I finally managed to get it working. Thanks MKX for helping me to narrow down the problem. Basically the problems were compounded by a few factors:

1, I wasnt smart enough to grab the logic of the documentation. The online manual did not seem to well explain with the logic between the overlapping configuration in:
/interface vlan
/interface bridge
/interface switch

2, When I referred the to configuration example RouterOS - RouterOS - MikroTik Documentation, it did not state that I need to tag the bridge1 (in my case), but it did mention elsewhere. But after reading the following quote, I thought it was all we needed for a successful vlan filtering config (without the need of tagging the vlan bridge):

"For testing purposes we are going to enable VLAN filtering, but note that it might make you lose access to the device since it does not have a management access configured yet (we will configure it later). It is always recommended to configure VLAN filtering while using a serial console, though you can also configure a device through a port, that is not added to a bridge. Make sure you are using a serial console or connected through a different port (that is not in a bridge) and enable VLAN filtering:

/interface bridge set bridge1 vlan-filtering=yes
..."

3, unknown conflict configuration left behind. I reset the router with Do Not Back up a few times and tried with all the possible configuration with the advice given by mkx. It did not work even I tagged the bridge1. But once I reset the router with No default configuration and configured all from scratch and tagged the bridge1, it started working straight away.
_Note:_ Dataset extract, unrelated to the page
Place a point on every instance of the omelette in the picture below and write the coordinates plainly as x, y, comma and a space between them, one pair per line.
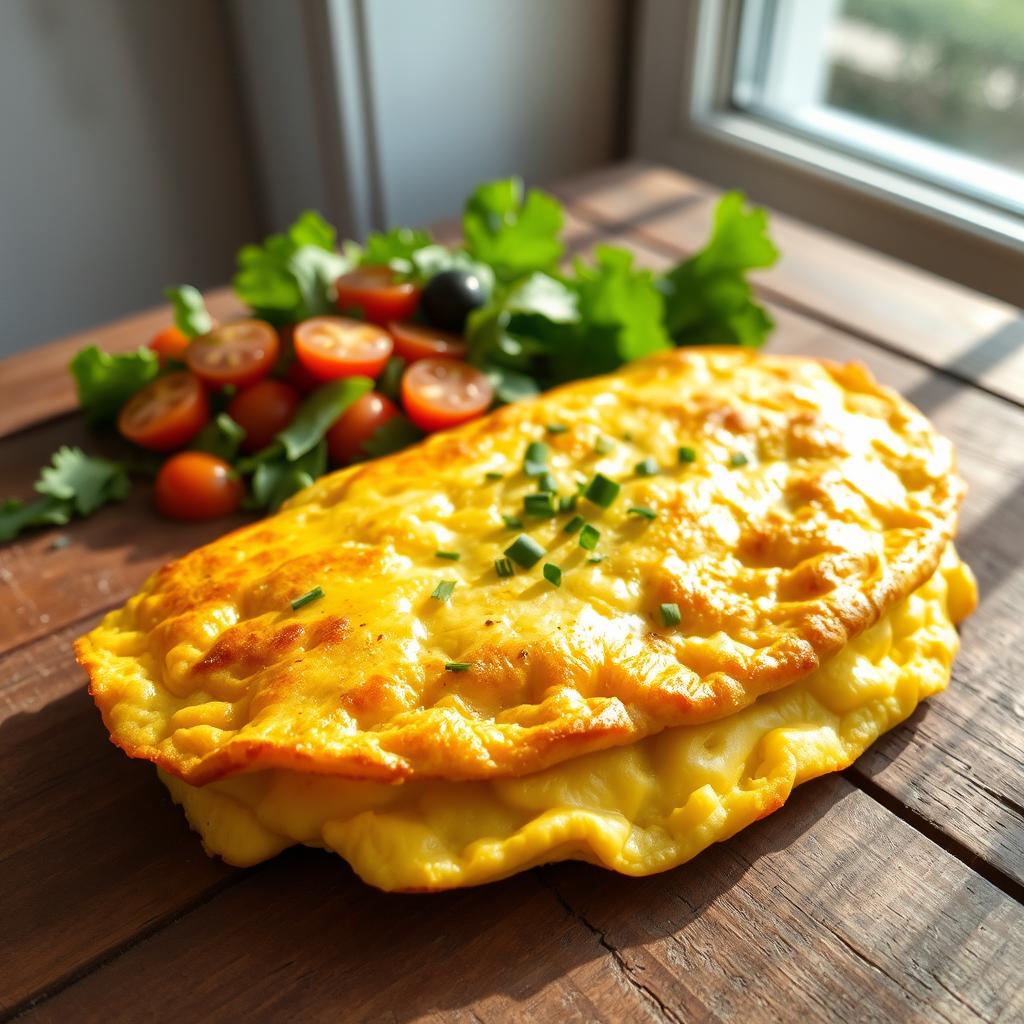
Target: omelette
617, 623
[admin@MikroTik] /interface bridge vlan> print
Flags: X - disabled, D - dynamic

BRIDGE VLAN-IDS CURRENT-TAGGED CURRENT-UNTAGGED

0 bridge1 40 bridge1 ether4
1 bridge1 50 bridge1 ether5
2 D bridge1 1 bridge1

Hope this is the correct way of doing it.

Thanks to MKX and all.

http://forum.mikrotik.com/t/using-routeros-to-vlan-your-network/126489/1
https://wiki.mikrotik.com/wiki/Manual:Bridge_VLAN_Table

Thanks anav. I found that the http://forum.mikrotik.com/t/using-routeros-to-vlan-your-network/126489/1 is an invaluable source to learn and configure a functional mikrotik unit. But I think it would be good that the documentation have a high level of instructions. Because when I configured the valn filtering, I didnt think of that the default configuration of the INPUT chain would block the vlan traffic to the router itself. Because I did not need to do it with other vendors. But when I read the links above 3 days ago, I realized it could be one of the things causing my problem. However, it did not mention in the documentation in the vlan manual (or at lease I did not see it).

Mikrotik is very flexible and powerful. However, I would think we would need more high level of instruction to explain how it works, how it relates to each other and how to secure it. Because from my experience, it normally wouldn’t be too hard to understand the detailed configuration, but the harder bit is to understand how it relates to other part. For example, Mikrotik routers with switch ports integrated, once we created the vlans, it automatically allows intervaln routing. This is risky if someone configures it and uses it in production environment without realizing it. But it doenst seem that the documentation addresses it and draws much attention when we configure the vlans.

The link above is good, but in the documentation should address more instead of plainly explain the stuff standalone. That is my opinion. Hope it doesn’t upset anyone.